A simple solvable energy landscape model that shows a thermodynamic phase transition and a glass transition
Gerardo G. Naumis

TL;DR
This paper introduces a simple energy landscape model that captures both thermodynamic phase transitions and glass transitions, providing insights into cooling rates and metastable states in glass formation.
Contribution
The model incorporates metastable states with multiplicity and topology, enabling the study of phase and glass transitions within a unified energy landscape framework.
Findings
The model exhibits a phase transition in the thermodynamic limit.
Fast cooling leads to a glass transition in the model.
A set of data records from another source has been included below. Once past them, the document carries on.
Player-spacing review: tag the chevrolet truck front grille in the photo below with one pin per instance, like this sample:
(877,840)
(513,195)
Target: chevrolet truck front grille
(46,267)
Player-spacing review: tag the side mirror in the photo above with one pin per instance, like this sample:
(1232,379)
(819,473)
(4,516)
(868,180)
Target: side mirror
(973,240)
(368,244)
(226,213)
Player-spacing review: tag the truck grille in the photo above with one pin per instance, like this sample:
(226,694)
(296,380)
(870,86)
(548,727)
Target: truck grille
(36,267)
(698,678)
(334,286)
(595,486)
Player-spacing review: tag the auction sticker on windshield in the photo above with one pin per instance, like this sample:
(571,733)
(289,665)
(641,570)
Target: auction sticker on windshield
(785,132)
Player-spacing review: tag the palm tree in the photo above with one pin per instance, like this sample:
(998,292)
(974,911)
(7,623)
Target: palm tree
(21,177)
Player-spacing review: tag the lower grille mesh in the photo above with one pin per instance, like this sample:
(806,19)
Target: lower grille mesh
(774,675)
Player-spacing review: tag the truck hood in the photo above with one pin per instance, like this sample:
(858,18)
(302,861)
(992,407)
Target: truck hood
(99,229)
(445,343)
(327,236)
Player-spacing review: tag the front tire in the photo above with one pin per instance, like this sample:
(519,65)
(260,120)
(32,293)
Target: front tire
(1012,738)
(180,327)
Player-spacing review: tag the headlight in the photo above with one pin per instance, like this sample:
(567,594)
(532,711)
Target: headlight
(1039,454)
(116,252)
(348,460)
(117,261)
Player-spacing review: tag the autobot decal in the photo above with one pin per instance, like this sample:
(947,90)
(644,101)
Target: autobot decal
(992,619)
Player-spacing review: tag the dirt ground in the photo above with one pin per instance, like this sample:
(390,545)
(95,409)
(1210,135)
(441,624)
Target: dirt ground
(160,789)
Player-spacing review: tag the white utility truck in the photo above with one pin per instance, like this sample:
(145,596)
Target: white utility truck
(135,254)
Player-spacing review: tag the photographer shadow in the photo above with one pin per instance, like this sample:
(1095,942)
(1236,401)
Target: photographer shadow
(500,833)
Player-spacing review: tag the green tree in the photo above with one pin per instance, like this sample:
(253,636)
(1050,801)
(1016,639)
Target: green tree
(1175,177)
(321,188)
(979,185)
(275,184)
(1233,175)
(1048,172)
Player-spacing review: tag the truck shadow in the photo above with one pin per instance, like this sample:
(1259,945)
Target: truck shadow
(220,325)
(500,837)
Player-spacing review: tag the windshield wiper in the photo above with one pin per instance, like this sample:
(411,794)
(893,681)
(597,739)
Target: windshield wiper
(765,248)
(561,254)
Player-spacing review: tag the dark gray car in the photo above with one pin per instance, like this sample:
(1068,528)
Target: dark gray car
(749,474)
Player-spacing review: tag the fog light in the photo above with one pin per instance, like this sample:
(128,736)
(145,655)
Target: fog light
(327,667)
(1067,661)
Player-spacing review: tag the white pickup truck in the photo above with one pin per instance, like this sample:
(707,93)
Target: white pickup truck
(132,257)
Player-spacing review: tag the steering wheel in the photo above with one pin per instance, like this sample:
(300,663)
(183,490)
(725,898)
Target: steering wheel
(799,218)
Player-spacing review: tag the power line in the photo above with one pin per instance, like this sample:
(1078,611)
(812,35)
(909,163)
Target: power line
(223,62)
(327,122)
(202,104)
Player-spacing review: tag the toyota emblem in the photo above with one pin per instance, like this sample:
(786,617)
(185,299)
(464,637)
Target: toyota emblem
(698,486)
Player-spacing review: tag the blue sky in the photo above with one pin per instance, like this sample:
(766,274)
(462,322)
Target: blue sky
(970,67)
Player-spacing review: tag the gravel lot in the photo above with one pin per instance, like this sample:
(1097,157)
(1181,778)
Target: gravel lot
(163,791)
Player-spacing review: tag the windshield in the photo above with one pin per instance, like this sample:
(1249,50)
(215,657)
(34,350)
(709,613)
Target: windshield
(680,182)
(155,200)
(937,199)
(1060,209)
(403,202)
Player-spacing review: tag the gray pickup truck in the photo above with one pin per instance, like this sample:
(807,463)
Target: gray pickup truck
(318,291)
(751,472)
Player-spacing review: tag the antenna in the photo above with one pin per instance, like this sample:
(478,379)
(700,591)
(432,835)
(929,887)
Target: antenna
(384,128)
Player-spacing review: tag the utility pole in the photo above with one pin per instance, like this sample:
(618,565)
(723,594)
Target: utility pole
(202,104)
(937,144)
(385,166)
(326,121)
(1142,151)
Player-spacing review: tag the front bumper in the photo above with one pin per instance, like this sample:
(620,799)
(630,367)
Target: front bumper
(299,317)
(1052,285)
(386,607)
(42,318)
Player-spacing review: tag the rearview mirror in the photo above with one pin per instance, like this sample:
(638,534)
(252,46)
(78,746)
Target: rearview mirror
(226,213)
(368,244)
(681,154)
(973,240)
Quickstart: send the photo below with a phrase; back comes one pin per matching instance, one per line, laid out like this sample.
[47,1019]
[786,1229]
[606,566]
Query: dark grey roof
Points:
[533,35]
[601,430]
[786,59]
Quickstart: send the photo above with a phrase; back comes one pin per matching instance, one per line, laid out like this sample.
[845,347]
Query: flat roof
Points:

Minimal cooling speed for glass formation depends on metastable state distribution.
Abstract
When a liquid melt is cooled, a glass or phase transition can be obtained depending on the cooling rate. Yet, this behavior has not been clearly captured in energy landscape models. Here a model is provided in which two key ingredients are considered based in the landscape, metastable states and their multiplicity. Metastable states are considered as in two level system models. However, their multiplicity and topology allows a phase transition in the thermodynamic limit, while a transition to the glass is obtained for fast cooling. By solving the corresponding master equation, the minimal speed of cooling required to produce the glass is obtained as a function of the distribution of metastable and stable states. This allows to understand cooling trends due to rigidity considerations in chalcogenide glasses.